I think the single most important thing to remember when trying to figure out what is 'eternal' and what is 'temporal' has to do with our perspective on life.  This is what I mean:  If I am washing dishes and thinking that this menial task has no value and my heart is frustrated because I'm not involved in 'important' things--that I'm just wasting my time and selfishly fretting--I say that is living with a 'temporal' perspective.  BUT if I'm washing dishes and my attitude is one of praise to God for the gift of life, and gift of work, the gift of time and the gift of being able to worship Him, in the midst of the mundane, then that is an 'eternal' perspective. 
That's why Jesus could be involved in wedding feasts and it not be a 'waste of time' doing temporal things because His attitude and perspective was always to be living with His eyes toward His heavenly Father.
In Luke 10:8-9 Jesus tells his followers to go and heal the sick throughout the countryside and then tell them 'the kingdom of God is near you.'  Is the kingdom of God near them because of what act they performed, or because they were filled with God and bringing His presence near to them?
How much is too much?
Jesus encourages us to have our hearts be filled with His presence through the Holy Spirit.  AND, He gives us instructions of important messages to communicate to our world in order to bring hope and life.  But through it all He wants us to be free!
Be free to share the gospel of salvation, and be free to wash dishes.  If we do all things with our eyes fixed on Jesus I think we will be hitting the mark.

Friday, January 11, 2013

Healing and Hurts

I remember times growing up when my dad wouldn't give me things that I really wanted and at the time it seemed so unfair to me.  In fact, it didn't just seem unfair, but I was convinced that if he would only have the 'wisdom' to see things from my perspective, he would then understand that my request should be granted! 

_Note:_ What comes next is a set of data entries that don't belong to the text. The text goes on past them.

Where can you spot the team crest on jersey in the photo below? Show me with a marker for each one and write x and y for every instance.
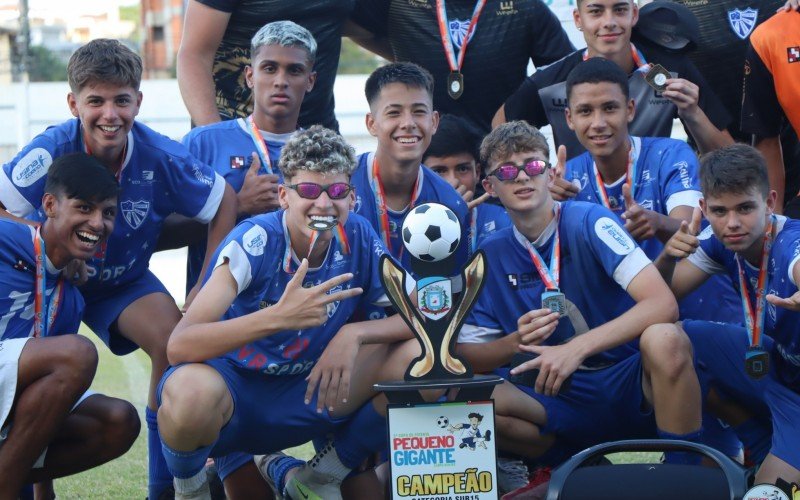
(743, 21)
(435, 299)
(793, 54)
(135, 212)
(458, 32)
(237, 162)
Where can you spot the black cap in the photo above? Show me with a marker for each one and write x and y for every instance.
(668, 24)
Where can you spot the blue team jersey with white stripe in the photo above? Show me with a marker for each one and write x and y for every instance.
(255, 250)
(18, 286)
(781, 324)
(227, 147)
(666, 177)
(158, 177)
(598, 262)
(430, 189)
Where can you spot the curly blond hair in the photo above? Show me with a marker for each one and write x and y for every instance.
(316, 149)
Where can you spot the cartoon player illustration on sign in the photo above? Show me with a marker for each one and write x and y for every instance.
(471, 433)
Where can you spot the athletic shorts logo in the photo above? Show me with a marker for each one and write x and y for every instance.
(31, 167)
(793, 54)
(743, 21)
(135, 212)
(613, 236)
(254, 241)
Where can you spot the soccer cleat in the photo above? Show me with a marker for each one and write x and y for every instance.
(309, 484)
(511, 475)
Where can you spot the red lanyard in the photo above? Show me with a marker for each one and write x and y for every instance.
(382, 209)
(754, 320)
(45, 310)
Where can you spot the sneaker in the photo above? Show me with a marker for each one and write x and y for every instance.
(262, 464)
(536, 488)
(308, 484)
(511, 474)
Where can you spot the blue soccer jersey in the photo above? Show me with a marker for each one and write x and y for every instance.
(598, 261)
(781, 324)
(227, 147)
(256, 252)
(158, 177)
(430, 188)
(666, 173)
(485, 220)
(18, 286)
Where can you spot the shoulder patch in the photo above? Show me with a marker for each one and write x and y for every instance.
(614, 236)
(31, 167)
(254, 241)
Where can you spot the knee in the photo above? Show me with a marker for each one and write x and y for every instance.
(666, 350)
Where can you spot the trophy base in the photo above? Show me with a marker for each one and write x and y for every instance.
(476, 388)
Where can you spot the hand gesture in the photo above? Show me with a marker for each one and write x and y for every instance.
(555, 364)
(684, 242)
(639, 222)
(791, 303)
(259, 193)
(76, 272)
(332, 372)
(684, 94)
(561, 189)
(301, 308)
(534, 327)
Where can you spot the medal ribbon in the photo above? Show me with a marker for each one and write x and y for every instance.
(261, 145)
(630, 176)
(382, 209)
(550, 276)
(44, 307)
(754, 320)
(473, 230)
(447, 41)
(638, 59)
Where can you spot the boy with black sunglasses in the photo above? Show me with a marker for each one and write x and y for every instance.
(285, 284)
(573, 288)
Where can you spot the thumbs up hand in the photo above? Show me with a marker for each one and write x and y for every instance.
(561, 189)
(684, 242)
(259, 193)
(639, 222)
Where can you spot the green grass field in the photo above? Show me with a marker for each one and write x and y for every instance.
(126, 377)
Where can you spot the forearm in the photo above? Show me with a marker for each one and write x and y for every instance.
(221, 225)
(485, 357)
(196, 83)
(192, 343)
(381, 331)
(706, 135)
(770, 147)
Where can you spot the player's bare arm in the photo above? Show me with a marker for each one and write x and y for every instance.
(200, 336)
(205, 27)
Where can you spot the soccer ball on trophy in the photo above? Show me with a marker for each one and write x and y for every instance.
(431, 232)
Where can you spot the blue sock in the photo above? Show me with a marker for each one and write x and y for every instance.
(279, 467)
(682, 457)
(186, 464)
(159, 476)
(363, 435)
(757, 439)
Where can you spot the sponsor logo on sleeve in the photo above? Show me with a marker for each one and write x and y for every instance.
(614, 236)
(31, 167)
(254, 241)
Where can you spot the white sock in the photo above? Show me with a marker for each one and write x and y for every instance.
(191, 484)
(326, 461)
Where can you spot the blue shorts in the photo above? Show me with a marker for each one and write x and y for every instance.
(721, 351)
(268, 414)
(104, 306)
(601, 405)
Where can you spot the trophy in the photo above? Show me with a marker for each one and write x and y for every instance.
(436, 308)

As you can imagine, I didn't get my wish.

Do you know something?  As I look back on those times and consider them in the context of all my life experiences with my dad, do you know what I am left with?  A sense of respect and love.  I respect him for his willingness to be 'the bad guy' for a short period of time because he knew what was best for me.  And I love him because I know that he was motivated by love to care for me the best way he knew.

I wonder if the same is true when it comes to our understanding of God and his approach to healing?  As I write that last line, I am struck by so many different thoughts that are relevant to this subject, and realize that it is probably not always as cut and dried as we would like--but I still think there are some things we can know.

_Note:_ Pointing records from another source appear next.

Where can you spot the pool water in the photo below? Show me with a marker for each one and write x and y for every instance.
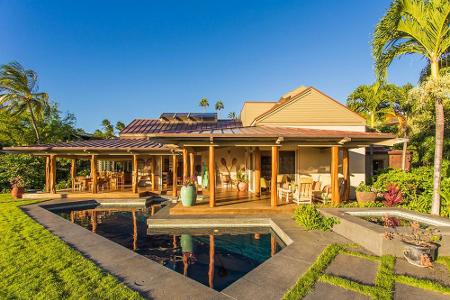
(215, 257)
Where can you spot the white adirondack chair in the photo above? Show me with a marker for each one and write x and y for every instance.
(303, 193)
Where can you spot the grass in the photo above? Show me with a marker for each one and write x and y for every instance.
(385, 279)
(35, 264)
(305, 284)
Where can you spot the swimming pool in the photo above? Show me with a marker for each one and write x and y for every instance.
(215, 257)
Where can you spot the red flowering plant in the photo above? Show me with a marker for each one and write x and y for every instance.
(189, 181)
(393, 196)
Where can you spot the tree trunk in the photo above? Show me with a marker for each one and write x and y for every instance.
(405, 147)
(439, 147)
(33, 122)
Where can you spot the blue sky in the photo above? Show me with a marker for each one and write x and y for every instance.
(127, 59)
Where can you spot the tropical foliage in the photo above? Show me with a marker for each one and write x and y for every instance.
(18, 93)
(417, 27)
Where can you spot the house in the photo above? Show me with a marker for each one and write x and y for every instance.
(304, 133)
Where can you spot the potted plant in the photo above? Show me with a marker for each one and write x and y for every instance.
(188, 193)
(242, 180)
(420, 245)
(17, 187)
(365, 193)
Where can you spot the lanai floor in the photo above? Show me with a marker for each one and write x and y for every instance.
(230, 201)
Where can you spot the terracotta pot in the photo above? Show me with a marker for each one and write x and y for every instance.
(242, 186)
(188, 195)
(364, 197)
(17, 192)
(413, 253)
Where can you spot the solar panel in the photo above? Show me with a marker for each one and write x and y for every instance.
(188, 117)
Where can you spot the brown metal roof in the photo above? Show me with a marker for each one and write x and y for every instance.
(155, 126)
(274, 132)
(96, 145)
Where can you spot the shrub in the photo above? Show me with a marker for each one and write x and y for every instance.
(310, 218)
(393, 196)
(416, 187)
(30, 169)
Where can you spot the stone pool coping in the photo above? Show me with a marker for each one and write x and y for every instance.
(270, 280)
(371, 236)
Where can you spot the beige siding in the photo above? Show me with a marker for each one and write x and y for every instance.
(312, 108)
(251, 110)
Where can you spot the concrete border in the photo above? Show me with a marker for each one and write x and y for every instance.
(371, 236)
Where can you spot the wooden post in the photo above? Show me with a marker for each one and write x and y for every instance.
(133, 215)
(346, 173)
(153, 173)
(273, 245)
(52, 173)
(174, 175)
(135, 175)
(47, 174)
(73, 172)
(94, 221)
(273, 182)
(335, 197)
(211, 261)
(212, 177)
(185, 163)
(94, 173)
(257, 154)
(191, 164)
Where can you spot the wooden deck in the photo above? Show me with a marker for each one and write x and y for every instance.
(234, 202)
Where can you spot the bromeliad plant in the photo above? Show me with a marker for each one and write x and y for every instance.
(393, 196)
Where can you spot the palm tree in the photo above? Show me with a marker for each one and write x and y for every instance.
(417, 27)
(18, 93)
(232, 115)
(370, 101)
(399, 113)
(204, 103)
(219, 105)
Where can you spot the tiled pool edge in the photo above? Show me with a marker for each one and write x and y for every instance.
(157, 282)
(139, 273)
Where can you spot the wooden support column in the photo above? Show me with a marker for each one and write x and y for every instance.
(185, 163)
(346, 173)
(73, 172)
(47, 174)
(191, 164)
(211, 261)
(335, 197)
(153, 173)
(174, 175)
(135, 175)
(212, 177)
(94, 173)
(133, 215)
(273, 181)
(52, 174)
(257, 155)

The question for today is this:  "Why does God heal some and not others?  Does that mean that those who are healed have more faith (trust) than those who are not healed?"

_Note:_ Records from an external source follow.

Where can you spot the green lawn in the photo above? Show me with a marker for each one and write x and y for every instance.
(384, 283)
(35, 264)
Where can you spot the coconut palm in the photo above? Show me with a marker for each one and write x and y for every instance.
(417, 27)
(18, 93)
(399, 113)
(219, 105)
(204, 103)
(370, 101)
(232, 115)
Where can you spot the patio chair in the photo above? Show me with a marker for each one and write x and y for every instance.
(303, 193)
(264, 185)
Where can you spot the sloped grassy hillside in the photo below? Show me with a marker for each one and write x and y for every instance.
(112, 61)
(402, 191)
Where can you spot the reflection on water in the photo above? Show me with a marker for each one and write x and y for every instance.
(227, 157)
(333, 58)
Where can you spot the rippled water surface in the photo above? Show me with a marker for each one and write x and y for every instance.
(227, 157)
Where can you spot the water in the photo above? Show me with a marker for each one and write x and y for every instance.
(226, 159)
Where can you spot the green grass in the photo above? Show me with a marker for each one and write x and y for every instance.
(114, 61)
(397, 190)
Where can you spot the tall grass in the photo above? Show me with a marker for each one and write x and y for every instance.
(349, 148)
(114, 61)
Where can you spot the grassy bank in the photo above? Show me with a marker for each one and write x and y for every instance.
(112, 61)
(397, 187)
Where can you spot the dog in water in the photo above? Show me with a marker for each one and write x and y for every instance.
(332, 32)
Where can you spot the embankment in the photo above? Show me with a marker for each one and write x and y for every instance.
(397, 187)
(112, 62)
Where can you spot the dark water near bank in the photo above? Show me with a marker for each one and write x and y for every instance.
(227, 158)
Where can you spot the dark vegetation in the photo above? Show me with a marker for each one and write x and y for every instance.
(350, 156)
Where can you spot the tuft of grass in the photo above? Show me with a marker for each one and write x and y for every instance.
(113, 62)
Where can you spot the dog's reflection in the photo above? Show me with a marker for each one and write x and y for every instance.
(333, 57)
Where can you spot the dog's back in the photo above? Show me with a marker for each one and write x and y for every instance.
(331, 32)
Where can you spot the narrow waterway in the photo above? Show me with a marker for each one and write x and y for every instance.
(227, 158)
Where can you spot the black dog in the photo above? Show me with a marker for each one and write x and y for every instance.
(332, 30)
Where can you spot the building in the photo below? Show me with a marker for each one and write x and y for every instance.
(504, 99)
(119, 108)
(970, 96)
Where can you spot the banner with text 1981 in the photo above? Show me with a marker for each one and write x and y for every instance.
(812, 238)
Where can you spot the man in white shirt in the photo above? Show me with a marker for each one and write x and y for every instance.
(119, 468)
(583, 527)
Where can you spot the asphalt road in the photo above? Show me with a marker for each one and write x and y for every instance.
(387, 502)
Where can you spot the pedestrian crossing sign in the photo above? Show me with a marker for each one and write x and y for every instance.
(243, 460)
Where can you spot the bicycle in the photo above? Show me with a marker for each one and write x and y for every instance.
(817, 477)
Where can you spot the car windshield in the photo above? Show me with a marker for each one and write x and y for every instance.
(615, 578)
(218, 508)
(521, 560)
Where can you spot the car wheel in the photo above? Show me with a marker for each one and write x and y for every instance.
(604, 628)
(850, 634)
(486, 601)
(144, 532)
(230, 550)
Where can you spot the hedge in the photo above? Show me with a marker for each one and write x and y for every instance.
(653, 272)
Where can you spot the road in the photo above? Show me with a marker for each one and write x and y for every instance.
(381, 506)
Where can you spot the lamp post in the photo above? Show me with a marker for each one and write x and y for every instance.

I remember a period in my life, many years ago, when I was involved in prayer for two friends of mine who were struggling with cancer.  These incidents were about a year apart.  The first one we prayed for was healed and had many years of life after. . . .the other died within months.

Did one have faith and the other not?  No.  Both were men of God.  Did one have more faith than the other?  I will never know, but I don't think that is the question we should be asking.

Is faith important?  Yes, but was Jesus measuring people's faith?  He certainly did describe the 'mustard seed' faith--explaining that a very small amount is all that is necessary to move mountains.  And He also said to people, "your faith has healed you."  But it doesn't seem to me that He was pushing the idea that you needed "x" amount of units of faith in order to unleash healing.

It is nearly impossible not to be swayed by our circumstances when we are facing genuine hurt because of illness or injury.  Sometimes it just seems to take our breath away.  And if the healing that is needed is for someone very close to us, then our thoughts about healing are immensely influenced by our need which leads us to request.  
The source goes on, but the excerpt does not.